Inspiration

My mom works for a Tele-Nurse and one day she was telling me about a person with hearing problem was on the other end. They used an interpreter but the call took super long. Thankfully the person only had a minor cold but I started to wonder if there was a situation that is dire and there wasn't an interpreter around, what would happen?

What it does

ASOwl is an AI-powered triage nurse that "sees" and "understands" patients. ASL Recognition: Uses your webcam to interpret hand gestures and fingerspelling into real-time text. Face Analysis: Employs computer vision to detect facial expressions, mapping them to clinical pain levels and identifying critical indicators like facial asymmetry or distress. The Triage AI (ASOwl): A conversational AI assistant that conducts a medical intake interview based on the signs it detects. Urgency Classification: Automatically generates a structured medical summary including an urgency level (Low to Critical) and symptom notes for the doctor.

How we built it

We built ASOwl with a high-performance stack: Google MediaPipe for ASL gestures and FaceBlaze for ultra-fast face detection. Google Gemini 1.5 Pro serves as the diagnostic intelligence, processing visual inputs into structured medical summaries.
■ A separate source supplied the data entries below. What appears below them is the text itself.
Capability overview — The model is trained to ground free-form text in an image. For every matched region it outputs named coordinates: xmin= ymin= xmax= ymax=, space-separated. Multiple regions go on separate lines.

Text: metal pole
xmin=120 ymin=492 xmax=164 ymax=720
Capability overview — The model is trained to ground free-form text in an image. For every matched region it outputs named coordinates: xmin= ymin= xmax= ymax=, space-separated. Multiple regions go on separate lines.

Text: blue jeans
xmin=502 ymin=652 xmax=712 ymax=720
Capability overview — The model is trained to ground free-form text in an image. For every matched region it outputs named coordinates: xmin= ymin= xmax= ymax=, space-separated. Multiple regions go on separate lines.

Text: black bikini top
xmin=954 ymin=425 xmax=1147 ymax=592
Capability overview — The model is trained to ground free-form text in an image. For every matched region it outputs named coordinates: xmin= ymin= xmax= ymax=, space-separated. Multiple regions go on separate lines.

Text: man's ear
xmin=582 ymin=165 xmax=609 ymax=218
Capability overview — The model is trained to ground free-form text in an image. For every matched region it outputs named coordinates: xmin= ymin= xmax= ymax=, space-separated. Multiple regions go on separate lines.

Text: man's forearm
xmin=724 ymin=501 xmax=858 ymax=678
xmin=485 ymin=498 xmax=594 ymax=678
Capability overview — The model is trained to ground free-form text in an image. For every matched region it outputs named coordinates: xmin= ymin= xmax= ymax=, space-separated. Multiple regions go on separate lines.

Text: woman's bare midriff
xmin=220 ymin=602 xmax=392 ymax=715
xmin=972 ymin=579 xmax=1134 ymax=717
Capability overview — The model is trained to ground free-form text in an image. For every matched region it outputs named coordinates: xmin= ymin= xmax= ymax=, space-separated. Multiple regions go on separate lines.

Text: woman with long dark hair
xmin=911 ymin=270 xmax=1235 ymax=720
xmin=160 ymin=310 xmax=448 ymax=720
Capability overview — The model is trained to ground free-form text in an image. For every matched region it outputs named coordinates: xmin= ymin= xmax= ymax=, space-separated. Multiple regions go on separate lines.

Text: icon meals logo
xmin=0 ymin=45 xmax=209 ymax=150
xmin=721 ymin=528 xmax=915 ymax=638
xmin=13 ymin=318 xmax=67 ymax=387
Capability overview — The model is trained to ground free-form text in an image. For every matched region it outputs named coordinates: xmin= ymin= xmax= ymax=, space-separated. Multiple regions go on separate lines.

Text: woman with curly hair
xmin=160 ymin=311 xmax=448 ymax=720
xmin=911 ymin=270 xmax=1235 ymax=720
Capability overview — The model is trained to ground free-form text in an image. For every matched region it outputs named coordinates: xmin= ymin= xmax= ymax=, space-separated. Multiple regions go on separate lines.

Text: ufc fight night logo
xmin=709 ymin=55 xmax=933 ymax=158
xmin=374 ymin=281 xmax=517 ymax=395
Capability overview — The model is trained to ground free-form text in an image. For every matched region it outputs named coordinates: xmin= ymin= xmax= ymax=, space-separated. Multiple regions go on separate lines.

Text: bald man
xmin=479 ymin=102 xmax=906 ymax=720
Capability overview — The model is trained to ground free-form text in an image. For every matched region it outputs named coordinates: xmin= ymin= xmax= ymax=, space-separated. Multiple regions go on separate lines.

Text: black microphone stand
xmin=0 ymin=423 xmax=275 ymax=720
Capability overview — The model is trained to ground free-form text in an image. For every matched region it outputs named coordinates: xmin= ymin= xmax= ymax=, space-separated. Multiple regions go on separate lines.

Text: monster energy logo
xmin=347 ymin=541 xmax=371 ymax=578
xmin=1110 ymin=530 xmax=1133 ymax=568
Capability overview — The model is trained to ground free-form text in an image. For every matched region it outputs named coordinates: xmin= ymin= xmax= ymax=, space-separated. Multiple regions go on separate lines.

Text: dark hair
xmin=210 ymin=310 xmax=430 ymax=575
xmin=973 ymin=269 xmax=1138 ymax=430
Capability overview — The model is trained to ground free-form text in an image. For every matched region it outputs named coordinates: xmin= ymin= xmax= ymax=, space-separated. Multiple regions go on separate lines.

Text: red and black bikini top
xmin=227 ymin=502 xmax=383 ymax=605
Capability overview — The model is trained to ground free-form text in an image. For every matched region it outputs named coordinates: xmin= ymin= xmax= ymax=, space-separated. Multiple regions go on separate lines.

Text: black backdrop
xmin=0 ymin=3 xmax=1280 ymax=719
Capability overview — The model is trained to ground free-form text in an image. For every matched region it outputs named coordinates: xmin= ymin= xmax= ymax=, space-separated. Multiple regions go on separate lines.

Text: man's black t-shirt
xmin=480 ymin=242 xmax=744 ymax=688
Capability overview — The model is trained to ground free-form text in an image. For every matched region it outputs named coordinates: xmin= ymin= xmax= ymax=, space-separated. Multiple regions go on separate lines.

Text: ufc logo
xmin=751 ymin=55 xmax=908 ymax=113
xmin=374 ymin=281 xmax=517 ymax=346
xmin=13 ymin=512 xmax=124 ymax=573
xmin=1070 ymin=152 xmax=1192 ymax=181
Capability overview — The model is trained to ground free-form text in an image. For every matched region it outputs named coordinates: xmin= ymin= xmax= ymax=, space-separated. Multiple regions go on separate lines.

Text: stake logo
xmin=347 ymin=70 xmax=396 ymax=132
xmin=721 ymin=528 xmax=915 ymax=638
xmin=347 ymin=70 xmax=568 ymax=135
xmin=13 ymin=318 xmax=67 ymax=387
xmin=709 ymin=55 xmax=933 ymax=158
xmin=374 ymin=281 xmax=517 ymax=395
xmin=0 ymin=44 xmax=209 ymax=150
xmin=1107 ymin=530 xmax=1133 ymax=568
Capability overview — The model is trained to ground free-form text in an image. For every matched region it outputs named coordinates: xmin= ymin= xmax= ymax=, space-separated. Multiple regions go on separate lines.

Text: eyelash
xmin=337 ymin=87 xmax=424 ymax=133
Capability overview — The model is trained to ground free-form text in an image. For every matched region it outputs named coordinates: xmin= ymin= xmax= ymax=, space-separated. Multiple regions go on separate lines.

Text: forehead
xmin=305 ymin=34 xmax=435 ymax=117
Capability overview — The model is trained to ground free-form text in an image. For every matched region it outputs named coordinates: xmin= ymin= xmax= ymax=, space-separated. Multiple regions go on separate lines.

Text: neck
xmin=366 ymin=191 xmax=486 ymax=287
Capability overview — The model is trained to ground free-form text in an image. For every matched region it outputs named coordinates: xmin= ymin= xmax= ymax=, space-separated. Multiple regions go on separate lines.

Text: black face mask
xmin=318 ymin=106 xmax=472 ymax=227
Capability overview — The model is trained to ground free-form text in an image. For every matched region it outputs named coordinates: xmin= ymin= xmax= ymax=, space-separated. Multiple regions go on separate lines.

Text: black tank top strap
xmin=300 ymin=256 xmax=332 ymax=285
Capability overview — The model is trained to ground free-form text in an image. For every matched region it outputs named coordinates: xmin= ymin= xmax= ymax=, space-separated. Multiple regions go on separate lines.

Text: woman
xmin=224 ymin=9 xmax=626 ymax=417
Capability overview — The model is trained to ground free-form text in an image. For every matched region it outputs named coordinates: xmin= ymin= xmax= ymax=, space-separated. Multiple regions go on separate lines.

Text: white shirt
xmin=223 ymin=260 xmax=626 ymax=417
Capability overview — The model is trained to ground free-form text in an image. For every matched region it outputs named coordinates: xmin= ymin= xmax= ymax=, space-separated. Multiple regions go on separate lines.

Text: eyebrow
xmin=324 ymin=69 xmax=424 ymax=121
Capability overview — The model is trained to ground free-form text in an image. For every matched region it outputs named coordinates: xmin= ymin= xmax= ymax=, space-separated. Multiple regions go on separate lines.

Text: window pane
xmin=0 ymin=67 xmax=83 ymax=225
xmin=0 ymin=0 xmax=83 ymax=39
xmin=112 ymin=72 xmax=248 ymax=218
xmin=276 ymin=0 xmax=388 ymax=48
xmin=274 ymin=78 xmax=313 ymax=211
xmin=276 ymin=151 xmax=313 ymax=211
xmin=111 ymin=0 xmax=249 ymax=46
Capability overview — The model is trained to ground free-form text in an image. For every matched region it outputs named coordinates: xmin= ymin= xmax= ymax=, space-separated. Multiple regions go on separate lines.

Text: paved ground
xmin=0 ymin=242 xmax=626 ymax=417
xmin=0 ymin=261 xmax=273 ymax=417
The application is built on React and Vite, styled with Tailwind CSS, and backed by Node.js, PostgreSQL, and Drizzle ORM. We leveraged Google Antigravity as our agentic coding partner to accelerate the end-to-end implementation and UI polish.

Challenges I ran into

The biggest hurdle was the performance of running dual-vision models (hand and face) simultaneously while maintaining a conversational AI state in a solo project. I had to optimize the landmark drawing and data processing loops to ensure the camera feed stayed smooth while the AI processed the patient's inputs. Tuning the medical prompts to ensure the AI stayed professional and empathetic was also a delicate balancing act.

What I learned

I learned a massive amount about the nuances of computer vision—how light and positioning affect hand landmark accuracy and how difficult it is to quantify "pain" through code. I also gained a much deeper understanding of how to use LLMs as structured data processors rather than just simple chatbots. I also learned how cameras can detect hand positioning and find specific points like the joints on a hand.

What's next for ASOwl

The next step is moving beyond fingerspelling to full ASL sentence recognition. I also want to integrate native biometric support (using phone sensors to detect heart rates) to combine with the vision data, creating a truly all-in-one digital triage clinic that can be deployed in rural areas or during emergency field responses or even at home.